'Rasa sakitnya menembus sampai ke tulang, remuk hati sampai tak bisa ku berkata lagi. Pa, sekali hanya sekali... Aku juga ingin dipeluk seperti papa memeluk Stella, aku ingin disayang seperti papa menyayangi putri tiri papa itu. Dan sekali saja untuk seumur hidupku, akui aku sebagai putrimu'
_Serena Laviona Rahardian_
π»πΆπ»
Sehari kemarin semua hal berjalan baik-baik saja, tak ada hal lain selain kesenangan yang dilewati bersama Aksa, menuai senyum dari kilas bahagia singkatnya.
Dan hari ini, semuanya kembali pada kenyataan yang sesungguhnya, dimana Serena menjadi pemandangan diujung mata yang sama sekali tak dianggap keberadaannya. Gadis itu berdiri diambang pintu menyaksikan momen-momen bahagia papanya dengan istri baru dan putri tirinya yang sedang menghabiskan waktu bersama di ruang keluarga, lagi dan lagi rasa cemburu menjalar di dalam hatinya, ingin sekali ia merasakan rasanya berada di posisi Stella. Merasakan hangatnya pelukan sang ayah dan bahagianya mendapatkan kasih sayang itu, kembali ke realita yang ada, itu hanya angan-angan kosong yang akan abadi dalam khayalannya sendiri.

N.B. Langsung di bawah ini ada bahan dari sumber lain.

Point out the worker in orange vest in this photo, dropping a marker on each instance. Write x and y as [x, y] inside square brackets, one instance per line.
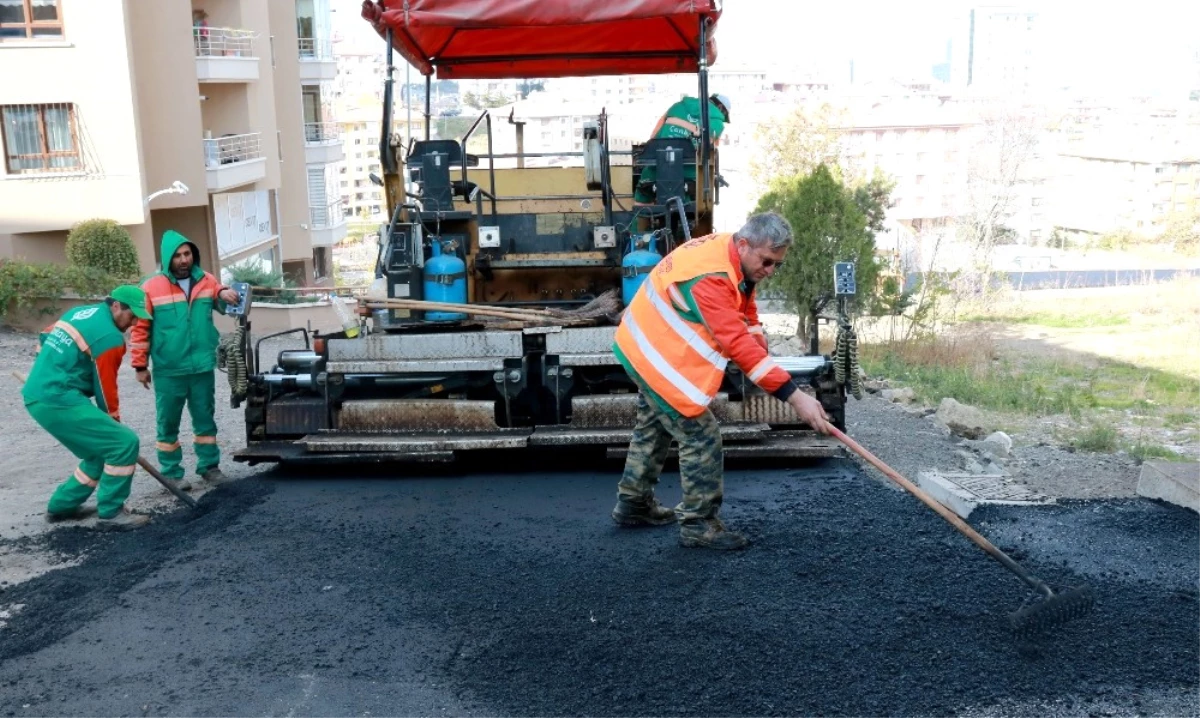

Bi Jumi berjalan keluar dari dapur dengan secangkir kopi di tangannya, sepertinya kopi itu untuk Seno karena hanya ayahnya saja yang minum kopi. Terbersit dalam benak Serena untuk membawakan kopi itu sendiri pada ayahnya, karena mungkin saja akan sedikit mendapatkan perhatian dari pria itu.
"Bi, biar Eren aja yang bawain kopinya buat papa" ucap Serena dengan senyum riang dan wajah penuh harapan, Bi Jumi sendiri tanpa pikir panjang menyerahkan gelas berisi kopi panas itu pada Serena.
"Hati-hati non, masih panas" ujar Bi Jumi yang dengan hati-hati menyerahkan cangkir kopi itu pada Serena.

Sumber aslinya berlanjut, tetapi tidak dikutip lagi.